In refusing to change Canadian law and bringing it more into line with "actual malice" standard applied in the US law (following the New York Times Co. v. Sullivan case) Cory J., writing for the majority, stated (at ¶ 138):

Freedom of speech, like any other freedom, is subject to the law and must be balanced against the essential need of the individuals to protect their reputation. The words of Diplock J. in Silkin v. Beaverbrook Newspapers Ltd., [1958] 1 W.L.R. 743, at pp. 745-46, are worth repeating:

"Freedom of speech, like the other fundamental freedoms, is freedom under the law, and over the years the law has maintained a balance between, on the one hand, the right of the individual… whether he is in public life or not, to his unsullied reputation if he deserves it, and on the other hand… the right of the public… to express their views honestly and fearlessly on matters of public interest, even though that involves strong criticism of the conduct of public people."

In L'Heureux-Dubé's concurring reasons, her analysis of the Charter issue applying to common law is succinctly stated: (at ¶ 206):

First, however, in order to dispel any possible confusion regarding the applicability of the Canadian Charter of Rights and Freedoms to the common law, I note that this issue can be easily summarized in the following two principles, both of which were first articulated by McIntyre J. in RWDSU v. Dolphin Delivery Ltd., [1986] 2 S.C.R. 573:

1. The Charter does not directly apply to the common law unless it is the basis of some governmental action.
2. Even though the Charter does not directly apply to the common law absent government action, the common law must nonetheless be developed in accordance with Charter values. (To the same effect, see R. v. Salituro, [1991] 3 S.C.R. 654, Dagenais v. Canadian Broadcasting Corp., [1994] 3 S.C.R. 835, and R. v. Park, [1995] 2 S.C.R. 836, per L'Heureux-Dubé J.)

In other words, the basic rule is that absent government action, the Charter applies only indirectly to the common law.

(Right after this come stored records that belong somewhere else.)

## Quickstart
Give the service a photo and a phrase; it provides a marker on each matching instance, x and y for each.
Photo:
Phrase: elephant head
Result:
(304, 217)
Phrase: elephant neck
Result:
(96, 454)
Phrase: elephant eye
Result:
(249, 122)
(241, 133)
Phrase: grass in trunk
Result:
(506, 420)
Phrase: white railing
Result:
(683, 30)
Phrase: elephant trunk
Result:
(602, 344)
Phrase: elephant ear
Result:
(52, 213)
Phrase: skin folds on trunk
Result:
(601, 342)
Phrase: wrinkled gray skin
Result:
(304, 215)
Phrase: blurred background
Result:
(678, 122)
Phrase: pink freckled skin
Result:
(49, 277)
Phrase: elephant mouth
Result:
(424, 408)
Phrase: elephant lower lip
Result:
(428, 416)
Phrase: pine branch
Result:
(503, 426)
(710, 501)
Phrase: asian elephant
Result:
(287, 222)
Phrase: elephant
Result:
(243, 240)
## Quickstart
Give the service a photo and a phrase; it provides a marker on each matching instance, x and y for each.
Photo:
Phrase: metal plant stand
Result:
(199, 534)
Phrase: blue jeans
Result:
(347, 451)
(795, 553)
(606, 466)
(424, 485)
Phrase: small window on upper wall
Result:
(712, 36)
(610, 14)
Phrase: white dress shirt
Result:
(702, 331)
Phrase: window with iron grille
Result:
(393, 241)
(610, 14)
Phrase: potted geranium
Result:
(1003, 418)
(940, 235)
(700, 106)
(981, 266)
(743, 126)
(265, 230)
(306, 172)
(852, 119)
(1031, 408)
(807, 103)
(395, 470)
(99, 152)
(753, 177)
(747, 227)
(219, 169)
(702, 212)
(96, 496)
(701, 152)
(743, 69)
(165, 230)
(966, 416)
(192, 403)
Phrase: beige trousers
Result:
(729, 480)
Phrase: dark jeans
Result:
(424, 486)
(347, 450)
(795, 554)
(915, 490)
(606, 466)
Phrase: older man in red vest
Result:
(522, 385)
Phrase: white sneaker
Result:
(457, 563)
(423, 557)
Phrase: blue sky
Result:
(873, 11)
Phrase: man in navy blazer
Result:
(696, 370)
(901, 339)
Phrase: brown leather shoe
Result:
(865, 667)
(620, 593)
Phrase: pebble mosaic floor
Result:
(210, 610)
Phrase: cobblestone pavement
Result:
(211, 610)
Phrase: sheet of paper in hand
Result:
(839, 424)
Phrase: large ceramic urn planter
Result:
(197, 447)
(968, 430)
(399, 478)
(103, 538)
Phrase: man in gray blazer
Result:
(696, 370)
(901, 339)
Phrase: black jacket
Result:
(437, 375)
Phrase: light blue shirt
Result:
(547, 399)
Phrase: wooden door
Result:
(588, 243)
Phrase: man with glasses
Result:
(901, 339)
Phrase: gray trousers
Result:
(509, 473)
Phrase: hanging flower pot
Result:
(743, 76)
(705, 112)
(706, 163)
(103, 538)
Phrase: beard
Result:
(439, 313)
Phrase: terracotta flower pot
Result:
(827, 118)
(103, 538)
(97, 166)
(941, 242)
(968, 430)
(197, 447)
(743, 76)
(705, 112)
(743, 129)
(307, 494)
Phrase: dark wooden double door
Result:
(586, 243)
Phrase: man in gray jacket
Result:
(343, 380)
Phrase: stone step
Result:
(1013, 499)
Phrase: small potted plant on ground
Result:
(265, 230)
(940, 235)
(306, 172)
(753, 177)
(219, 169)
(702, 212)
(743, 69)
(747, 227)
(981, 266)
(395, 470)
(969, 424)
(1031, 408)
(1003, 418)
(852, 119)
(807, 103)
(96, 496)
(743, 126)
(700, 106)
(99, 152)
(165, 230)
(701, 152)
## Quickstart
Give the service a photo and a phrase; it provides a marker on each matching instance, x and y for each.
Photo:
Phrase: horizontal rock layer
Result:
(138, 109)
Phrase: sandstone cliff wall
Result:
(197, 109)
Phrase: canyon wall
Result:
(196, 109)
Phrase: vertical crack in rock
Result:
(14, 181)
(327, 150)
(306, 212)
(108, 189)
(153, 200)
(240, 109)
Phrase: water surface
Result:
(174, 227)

=== Factual background ===
As in all actions for libel, the factual background is extremely important and must be set out in some detail. At the time the defamatory statement were made, Casey Hill was employed as counsel with the Crown Law Office, Criminal Division of the Ministry of the Attorney General for the Province of Ontario. He had given advice to the Ontario Provincial Police ("OPP") regarding a warrant obtained on March 1, 1983, which authorized a searched warrant on March 3 and 4, 1983, approximately 250,000 documents, comprising over 2 million pages of material, were seized. These documents were stored in some 900 boxes at an OPP building in Toronto.

===Result===
The Supreme Court upholds the Ontario Court of Appeal decision and the underlying jury award of general, aggravated and punitive damages.

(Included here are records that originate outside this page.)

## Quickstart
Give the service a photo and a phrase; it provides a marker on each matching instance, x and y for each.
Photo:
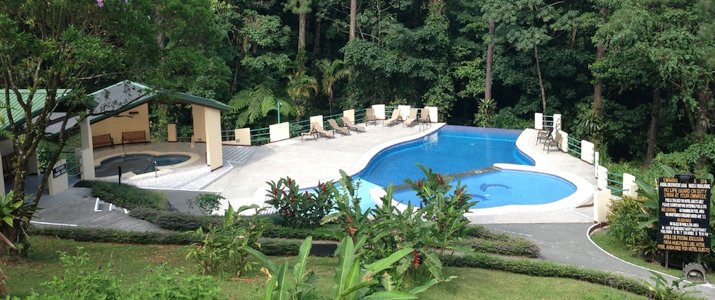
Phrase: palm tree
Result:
(299, 87)
(332, 72)
(254, 104)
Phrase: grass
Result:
(133, 262)
(617, 249)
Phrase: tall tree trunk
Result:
(701, 127)
(301, 31)
(653, 128)
(597, 104)
(316, 38)
(353, 16)
(541, 80)
(490, 61)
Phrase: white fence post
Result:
(630, 188)
(596, 163)
(587, 151)
(538, 121)
(601, 204)
(564, 141)
(602, 178)
(557, 122)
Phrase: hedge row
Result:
(178, 221)
(546, 269)
(128, 196)
(173, 220)
(512, 247)
(81, 234)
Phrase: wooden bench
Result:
(102, 140)
(134, 137)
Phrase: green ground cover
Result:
(133, 262)
(613, 246)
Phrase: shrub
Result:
(545, 269)
(300, 208)
(128, 196)
(206, 203)
(223, 248)
(624, 222)
(81, 281)
(487, 241)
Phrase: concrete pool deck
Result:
(309, 161)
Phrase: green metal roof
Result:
(38, 103)
(128, 94)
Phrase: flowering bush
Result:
(300, 208)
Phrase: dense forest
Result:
(635, 76)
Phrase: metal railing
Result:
(615, 183)
(72, 162)
(574, 147)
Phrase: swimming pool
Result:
(461, 152)
(136, 163)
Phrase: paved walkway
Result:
(561, 234)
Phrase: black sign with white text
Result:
(684, 214)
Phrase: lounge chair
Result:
(394, 119)
(424, 116)
(411, 119)
(351, 126)
(319, 130)
(370, 116)
(311, 132)
(553, 142)
(337, 128)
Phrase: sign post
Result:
(684, 214)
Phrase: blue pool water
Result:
(459, 150)
(505, 187)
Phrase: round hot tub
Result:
(137, 163)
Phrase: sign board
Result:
(59, 170)
(684, 214)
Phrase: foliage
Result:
(506, 118)
(545, 269)
(661, 290)
(207, 203)
(223, 248)
(353, 278)
(300, 208)
(624, 222)
(128, 196)
(252, 105)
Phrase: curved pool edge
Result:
(583, 194)
(193, 157)
(365, 158)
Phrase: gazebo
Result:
(121, 115)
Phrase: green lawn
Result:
(132, 262)
(613, 246)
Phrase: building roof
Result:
(38, 103)
(128, 94)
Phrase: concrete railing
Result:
(608, 183)
(286, 130)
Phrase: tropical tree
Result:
(251, 105)
(299, 87)
(332, 72)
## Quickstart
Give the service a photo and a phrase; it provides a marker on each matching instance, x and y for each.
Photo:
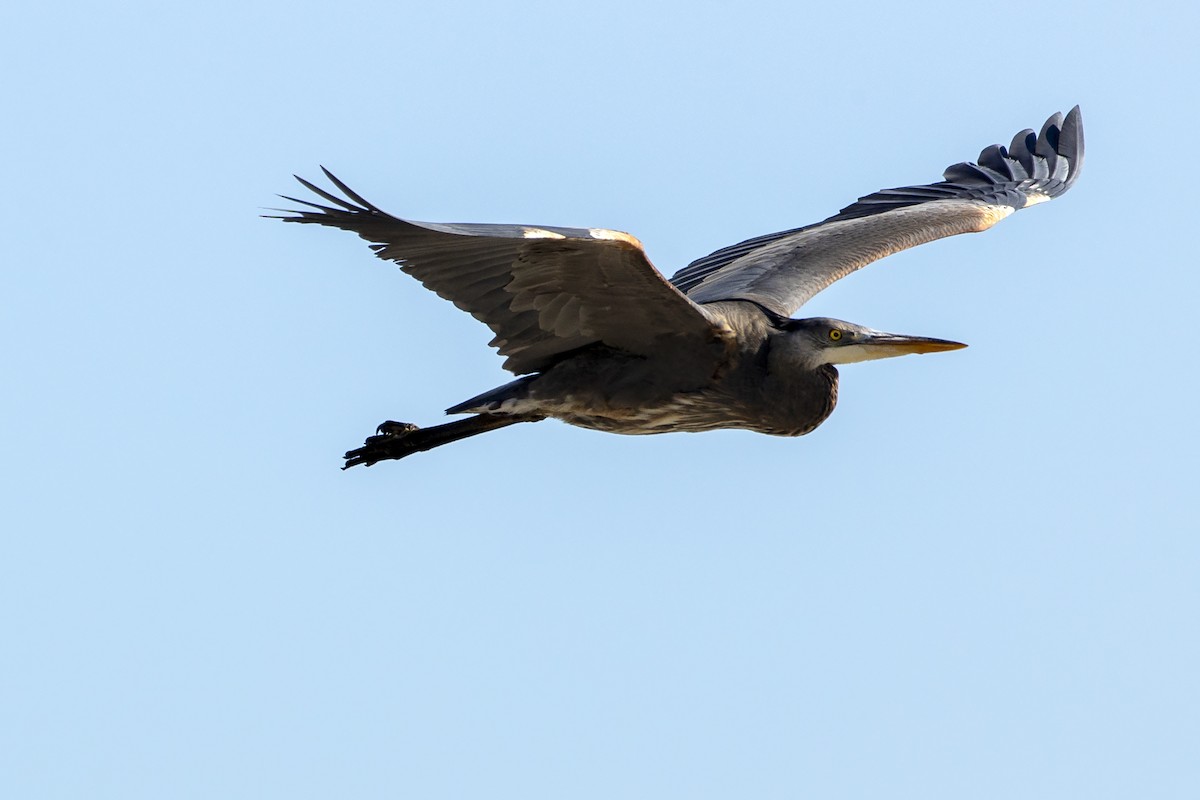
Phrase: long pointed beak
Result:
(892, 344)
(879, 344)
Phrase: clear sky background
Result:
(977, 579)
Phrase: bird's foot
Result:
(390, 441)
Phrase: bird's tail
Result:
(399, 439)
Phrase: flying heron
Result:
(603, 341)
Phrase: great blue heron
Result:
(603, 341)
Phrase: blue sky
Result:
(978, 578)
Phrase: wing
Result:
(783, 271)
(543, 290)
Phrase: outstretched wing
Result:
(543, 290)
(783, 271)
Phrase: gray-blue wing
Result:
(543, 290)
(783, 271)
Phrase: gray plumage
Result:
(603, 341)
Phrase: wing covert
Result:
(544, 290)
(784, 270)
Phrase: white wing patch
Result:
(1035, 198)
(539, 233)
(616, 235)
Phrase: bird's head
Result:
(820, 340)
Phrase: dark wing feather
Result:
(783, 271)
(544, 290)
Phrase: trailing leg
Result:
(399, 439)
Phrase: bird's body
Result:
(743, 380)
(604, 342)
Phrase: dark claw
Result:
(387, 443)
(393, 428)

==Largest libel award in Canada==
The jury award that was upheld in this appeal was the largest libel award in Canadian history. Barrister Manning and the Church of Scientology were found jointly liable for general damages of C$300,000. Scientology alone was liable for aggravated damages of C$500,000 and punitive damages of $800,000, making Scientology's total liability C$1,600,000. It was not until 2008 that this record was broken.